Para que isso aconteça, a criança precisa de ritmo e confiança. Dormir é um gesto de entrega, e a entrega só acontece quando o ambiente convida ao descanso. Ritmo não é rigidez: é o contorno que dá segurança ao corpo e à imaginação. São pequenas previsibilidades do cotidiano: a desaceleração da noite, um ritual que acalma, a presença tranquila do adulto… que ajudam a criança a sentir que o mundo a ampara. Quando cuidamos do ritmo do dormir, estamos dizendo silenciosamente: seu descanso é importante, sua calma é importante, seu bem-estar importa. Essa sensação de cuidado é uma das bases da confiança, e a confiança é uma das sementes mais profundas do encantamento.

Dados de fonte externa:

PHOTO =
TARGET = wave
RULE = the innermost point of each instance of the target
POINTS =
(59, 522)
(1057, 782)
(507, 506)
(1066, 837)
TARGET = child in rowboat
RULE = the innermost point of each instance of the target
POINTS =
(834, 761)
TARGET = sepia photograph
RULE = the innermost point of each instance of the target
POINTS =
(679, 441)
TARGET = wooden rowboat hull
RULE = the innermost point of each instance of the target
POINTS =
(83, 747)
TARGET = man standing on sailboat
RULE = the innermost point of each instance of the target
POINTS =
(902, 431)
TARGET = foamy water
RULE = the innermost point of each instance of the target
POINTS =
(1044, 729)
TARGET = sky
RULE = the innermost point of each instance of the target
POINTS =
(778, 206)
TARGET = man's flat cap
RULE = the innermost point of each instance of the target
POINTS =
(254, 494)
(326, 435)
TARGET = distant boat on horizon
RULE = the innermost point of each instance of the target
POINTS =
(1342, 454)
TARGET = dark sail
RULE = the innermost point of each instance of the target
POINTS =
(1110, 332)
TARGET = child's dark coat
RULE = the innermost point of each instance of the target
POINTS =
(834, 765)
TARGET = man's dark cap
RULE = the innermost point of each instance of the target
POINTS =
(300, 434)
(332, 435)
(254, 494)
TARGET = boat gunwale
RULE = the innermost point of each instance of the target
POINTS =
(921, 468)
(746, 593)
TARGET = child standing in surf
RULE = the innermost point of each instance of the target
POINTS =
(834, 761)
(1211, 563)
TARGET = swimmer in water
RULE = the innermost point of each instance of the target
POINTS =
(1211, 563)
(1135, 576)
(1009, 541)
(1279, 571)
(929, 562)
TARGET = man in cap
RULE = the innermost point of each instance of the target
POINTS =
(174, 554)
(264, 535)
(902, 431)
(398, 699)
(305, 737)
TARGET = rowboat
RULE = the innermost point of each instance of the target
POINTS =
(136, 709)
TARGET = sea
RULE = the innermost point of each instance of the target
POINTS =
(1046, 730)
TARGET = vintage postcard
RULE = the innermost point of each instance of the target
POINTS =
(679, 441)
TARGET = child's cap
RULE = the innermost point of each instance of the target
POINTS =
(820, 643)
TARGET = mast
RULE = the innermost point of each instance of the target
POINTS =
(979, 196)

O ambiente também é essencial. Dormir exige acolhimento: luz suave, ruídos moderados, temperatura confortável, presença afetuosa, rotina possível. Quando oferecemos isso, oferecemos não só um lugar para repousar, mas um lugar para devanear, para que a imaginação possa fluir, brincar e se reorganizar. Ambientes que acolhem o sono acolhem também o encantamento.
Mas o dormir é também um direito, que revela com dureza as desigualdades que marcam as infâncias brasileiras. Falar em proteger o encantamento das infâncias exige olhar, de maneira muito explícita, para as crianças que vivem em situação de vulnerabilidade. São meninas e meninos que tentam adormecer em casas superlotadas, em moradias inseguras, em regiões marcadas por violência, tráfego intenso, barulho constante ou apagões de energia; crianças que enfrentam noites fragmentadas por fome, medo, interrupções, ausência de rotina ou pela sobrecarga cotidiana de suas famílias. Para muitas delas, o sono não é continuidade: é sobrevivência.
Por isso, afirmar o direito de dormir em paz, sem fome, em uma moradia segura é também denunciar o quanto esse direito ainda está distante da realidade de grande parte das crianças do país. Proteger o dormir, nesse sentido, não é apenas cuidar do descanso, é assumir um compromisso profundo com os direitos humanos, com a equidade e com um país que reconheça que o encantamento só floresce onde a vida é digna.
Cuidar do dormir não é uma tarefa isolada, nem algo que acontece apenas dentro da casa de cada família. É parte de um compromisso coletivo com a infância como tempo de desenvolvimento, imaginação, saúde e poesia cotidiana. É entender que o descanso não é um detalhe, mas a base invisível que sustenta todas as outras experiências do dia. Proteger o encantamento das infâncias é garantir que cada criança possa adormecer com confiança, sonhar com liberdade e acordar com propósito, pronta para viver plenamente seu direito de brincar, aprender, se relacionar e existir em alegria.